Question

Adena has a number cube whose sides are labeled 1 through 6. She rolls the number cube three times.

What is the probability that Adena will roll 2, then 3, and then 4?

Answer 1

1/6*1/6*1/6=1/216

Answer 2

the total is 6
rolling a 2
\(\dfrac{1}{6}\)
rolling 3
\(\dfrac{1}{6}\)
rolling 4
\(\dfrac{1}{6}\)
all you have to do is multiply
\(\dfrac{1}{6}*\dfrac{1}{6}*\dfrac{1}{6}\)

Answer 3

which gives you
\(\dfrac{1}{216}\)

Answer 4

Simplified?

Answer 5

\[\left(\frac{1}{6}\right)^3=\frac{1}{216} \]

Answer 6

@robtobey I have a question on it:
For the first time we roll the cube, the probability of number 2 is 1/6 but, how can we calculate the probability of number 2 which happen right at the first time we roll??
Likely, for number3 for the second time and number 4 for the last one?

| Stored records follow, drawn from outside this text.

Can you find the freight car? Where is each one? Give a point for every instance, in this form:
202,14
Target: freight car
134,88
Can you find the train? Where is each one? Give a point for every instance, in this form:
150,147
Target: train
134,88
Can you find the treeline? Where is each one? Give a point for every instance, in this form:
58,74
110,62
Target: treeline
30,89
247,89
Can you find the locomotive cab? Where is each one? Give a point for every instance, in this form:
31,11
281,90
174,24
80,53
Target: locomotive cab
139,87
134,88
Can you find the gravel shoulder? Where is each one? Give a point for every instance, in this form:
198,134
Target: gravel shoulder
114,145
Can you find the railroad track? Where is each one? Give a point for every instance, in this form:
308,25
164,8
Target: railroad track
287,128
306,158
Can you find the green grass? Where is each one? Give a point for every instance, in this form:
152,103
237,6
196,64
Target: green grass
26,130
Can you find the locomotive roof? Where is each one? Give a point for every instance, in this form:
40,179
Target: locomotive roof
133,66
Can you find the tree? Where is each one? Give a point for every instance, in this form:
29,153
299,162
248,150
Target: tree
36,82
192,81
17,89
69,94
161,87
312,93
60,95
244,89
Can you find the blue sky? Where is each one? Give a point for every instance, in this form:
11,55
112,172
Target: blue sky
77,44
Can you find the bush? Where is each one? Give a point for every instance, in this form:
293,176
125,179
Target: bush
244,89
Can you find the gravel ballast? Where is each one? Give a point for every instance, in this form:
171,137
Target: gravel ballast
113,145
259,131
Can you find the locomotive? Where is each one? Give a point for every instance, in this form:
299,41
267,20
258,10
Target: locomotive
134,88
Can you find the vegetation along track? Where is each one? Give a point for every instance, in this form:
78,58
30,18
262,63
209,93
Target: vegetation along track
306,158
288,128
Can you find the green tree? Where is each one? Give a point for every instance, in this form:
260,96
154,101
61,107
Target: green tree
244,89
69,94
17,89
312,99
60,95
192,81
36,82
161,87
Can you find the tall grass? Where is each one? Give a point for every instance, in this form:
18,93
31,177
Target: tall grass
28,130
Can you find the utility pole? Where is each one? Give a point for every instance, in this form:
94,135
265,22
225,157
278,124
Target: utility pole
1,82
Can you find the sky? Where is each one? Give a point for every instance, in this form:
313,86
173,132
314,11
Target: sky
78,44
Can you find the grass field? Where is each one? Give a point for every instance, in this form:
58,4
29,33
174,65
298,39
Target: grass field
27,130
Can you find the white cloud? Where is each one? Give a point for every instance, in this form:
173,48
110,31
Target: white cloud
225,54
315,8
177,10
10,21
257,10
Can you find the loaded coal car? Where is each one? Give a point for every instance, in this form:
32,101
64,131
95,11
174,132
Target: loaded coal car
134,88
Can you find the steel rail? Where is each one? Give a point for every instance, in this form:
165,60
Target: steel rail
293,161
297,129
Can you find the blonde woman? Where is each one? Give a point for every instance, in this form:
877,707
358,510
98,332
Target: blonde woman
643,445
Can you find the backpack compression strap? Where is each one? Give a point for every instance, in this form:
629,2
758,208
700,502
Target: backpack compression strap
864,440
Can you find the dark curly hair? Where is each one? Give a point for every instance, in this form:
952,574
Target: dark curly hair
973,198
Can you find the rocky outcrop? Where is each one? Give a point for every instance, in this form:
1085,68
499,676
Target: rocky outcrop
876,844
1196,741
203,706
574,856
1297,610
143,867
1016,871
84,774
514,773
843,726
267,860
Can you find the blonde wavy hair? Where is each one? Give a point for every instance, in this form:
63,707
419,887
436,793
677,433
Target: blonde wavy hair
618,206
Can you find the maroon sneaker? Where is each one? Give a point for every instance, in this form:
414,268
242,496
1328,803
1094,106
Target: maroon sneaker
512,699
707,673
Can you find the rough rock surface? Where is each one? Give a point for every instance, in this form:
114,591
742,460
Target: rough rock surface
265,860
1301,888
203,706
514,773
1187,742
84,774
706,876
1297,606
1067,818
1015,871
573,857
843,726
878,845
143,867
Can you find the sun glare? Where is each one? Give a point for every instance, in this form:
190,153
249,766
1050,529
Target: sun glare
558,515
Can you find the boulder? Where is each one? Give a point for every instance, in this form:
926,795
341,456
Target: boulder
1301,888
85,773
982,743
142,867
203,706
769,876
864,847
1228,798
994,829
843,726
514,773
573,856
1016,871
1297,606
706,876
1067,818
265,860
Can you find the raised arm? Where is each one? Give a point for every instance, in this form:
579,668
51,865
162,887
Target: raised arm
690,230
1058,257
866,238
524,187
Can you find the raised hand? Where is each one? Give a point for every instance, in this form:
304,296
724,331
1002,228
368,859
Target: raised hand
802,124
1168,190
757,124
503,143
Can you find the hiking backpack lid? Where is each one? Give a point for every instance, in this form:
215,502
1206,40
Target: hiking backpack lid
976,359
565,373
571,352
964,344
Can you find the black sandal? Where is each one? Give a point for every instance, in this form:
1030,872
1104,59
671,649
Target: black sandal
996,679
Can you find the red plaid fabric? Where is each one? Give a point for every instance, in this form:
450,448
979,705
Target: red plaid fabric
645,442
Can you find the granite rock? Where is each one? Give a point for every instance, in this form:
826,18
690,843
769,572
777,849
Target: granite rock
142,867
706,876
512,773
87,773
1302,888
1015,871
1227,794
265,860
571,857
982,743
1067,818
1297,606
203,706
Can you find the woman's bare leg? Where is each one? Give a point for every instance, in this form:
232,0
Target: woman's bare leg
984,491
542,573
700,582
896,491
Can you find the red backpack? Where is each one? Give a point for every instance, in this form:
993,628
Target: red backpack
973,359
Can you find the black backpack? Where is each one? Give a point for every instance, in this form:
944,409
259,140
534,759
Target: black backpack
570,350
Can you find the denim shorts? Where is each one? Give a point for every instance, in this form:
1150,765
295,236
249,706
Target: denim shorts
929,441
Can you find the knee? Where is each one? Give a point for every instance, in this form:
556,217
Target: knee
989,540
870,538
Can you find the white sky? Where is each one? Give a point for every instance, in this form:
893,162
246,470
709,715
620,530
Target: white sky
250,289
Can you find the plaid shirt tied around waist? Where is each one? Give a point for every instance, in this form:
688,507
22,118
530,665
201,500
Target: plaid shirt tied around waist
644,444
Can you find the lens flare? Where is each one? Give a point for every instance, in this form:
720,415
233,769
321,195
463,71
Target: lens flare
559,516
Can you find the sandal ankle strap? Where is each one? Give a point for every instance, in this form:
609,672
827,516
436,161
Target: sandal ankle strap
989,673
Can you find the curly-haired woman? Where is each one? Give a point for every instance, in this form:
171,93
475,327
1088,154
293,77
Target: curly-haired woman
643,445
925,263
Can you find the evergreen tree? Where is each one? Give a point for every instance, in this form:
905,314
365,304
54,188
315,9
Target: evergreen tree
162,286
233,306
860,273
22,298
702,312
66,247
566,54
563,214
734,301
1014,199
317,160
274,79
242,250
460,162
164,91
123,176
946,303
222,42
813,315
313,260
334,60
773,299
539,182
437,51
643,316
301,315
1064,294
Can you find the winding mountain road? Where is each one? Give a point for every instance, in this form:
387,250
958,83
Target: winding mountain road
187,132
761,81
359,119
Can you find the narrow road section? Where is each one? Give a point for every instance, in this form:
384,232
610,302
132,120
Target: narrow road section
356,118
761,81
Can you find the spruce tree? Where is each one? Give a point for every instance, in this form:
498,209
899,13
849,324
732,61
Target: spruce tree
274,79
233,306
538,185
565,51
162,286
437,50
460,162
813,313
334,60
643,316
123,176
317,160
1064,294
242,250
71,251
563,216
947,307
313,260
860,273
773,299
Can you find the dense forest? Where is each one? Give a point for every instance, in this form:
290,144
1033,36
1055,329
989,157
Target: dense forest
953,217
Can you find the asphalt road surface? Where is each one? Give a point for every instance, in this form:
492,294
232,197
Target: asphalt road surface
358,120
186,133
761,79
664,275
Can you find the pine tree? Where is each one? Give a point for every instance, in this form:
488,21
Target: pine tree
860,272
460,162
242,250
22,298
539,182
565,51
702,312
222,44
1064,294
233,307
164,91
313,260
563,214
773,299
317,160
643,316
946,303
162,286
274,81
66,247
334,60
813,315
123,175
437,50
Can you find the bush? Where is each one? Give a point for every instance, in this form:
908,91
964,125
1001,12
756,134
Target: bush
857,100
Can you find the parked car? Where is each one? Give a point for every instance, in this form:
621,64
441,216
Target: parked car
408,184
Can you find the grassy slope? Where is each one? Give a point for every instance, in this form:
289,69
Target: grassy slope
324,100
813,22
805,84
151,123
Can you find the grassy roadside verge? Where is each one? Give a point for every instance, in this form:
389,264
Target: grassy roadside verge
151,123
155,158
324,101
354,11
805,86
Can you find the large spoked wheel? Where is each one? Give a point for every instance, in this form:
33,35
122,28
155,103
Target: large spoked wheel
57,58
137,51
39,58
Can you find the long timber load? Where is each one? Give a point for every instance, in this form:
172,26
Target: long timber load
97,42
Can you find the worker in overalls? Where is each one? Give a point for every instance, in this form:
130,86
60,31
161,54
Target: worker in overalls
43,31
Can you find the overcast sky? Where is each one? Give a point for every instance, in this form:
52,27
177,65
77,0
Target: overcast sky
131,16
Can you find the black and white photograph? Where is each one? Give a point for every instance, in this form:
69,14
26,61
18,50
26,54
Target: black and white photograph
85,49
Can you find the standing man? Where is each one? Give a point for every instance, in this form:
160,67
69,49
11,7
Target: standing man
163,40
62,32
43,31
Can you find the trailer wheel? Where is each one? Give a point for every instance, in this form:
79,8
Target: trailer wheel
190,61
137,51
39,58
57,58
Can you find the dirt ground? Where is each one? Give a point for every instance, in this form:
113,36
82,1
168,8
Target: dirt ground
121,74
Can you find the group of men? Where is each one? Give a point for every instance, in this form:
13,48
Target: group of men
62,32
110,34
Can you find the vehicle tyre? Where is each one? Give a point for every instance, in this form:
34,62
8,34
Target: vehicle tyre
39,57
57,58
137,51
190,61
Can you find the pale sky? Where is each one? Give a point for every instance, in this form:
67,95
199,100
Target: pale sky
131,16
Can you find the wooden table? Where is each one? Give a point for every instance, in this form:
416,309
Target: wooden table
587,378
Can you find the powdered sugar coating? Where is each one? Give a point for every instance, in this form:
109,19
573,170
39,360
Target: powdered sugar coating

I know they are independent.

Answer 7

I meant: if we roll the cube 6 times, 2 can happen once. How to know that 2 will happen the first time we roll?

Answer 8

If I interpret the problem like this, is it valued?
We have the probability of number 3 is 1/6, hence the first time rolling, we need the sample is NOT3, hence the probability of NOT3 is 5/6
same as NOT4, NOT5, NOT6 and NOT1,
add them together, If the first time we roll is NOT 1,3,4,5,6 , that force the first time is 2 and the probability to get the first time is number 2 is .....

Answer 9

* not "add" , multiply them.

Answer 10

The outcomes are sequential. First a 2 must appear on the first roll, then a 3 on the second roll and finally a 4 on the third roll.
The odds of rolling a 2 and then a 3 in that order is (1/6)*(1/6) .
The odds of rolling a 2, 3 and then 4, the required ordered outcome, is (1/6)*(1/6)*(1/6).

Answer 11

By the way, the odds of failing to roll 2, 3 and 4 in that order is:\[1-\left(\frac{1}{6}\right)^3=\frac{215}{216} \],

Answer 12

I need time to digest it. Thanks for explanation.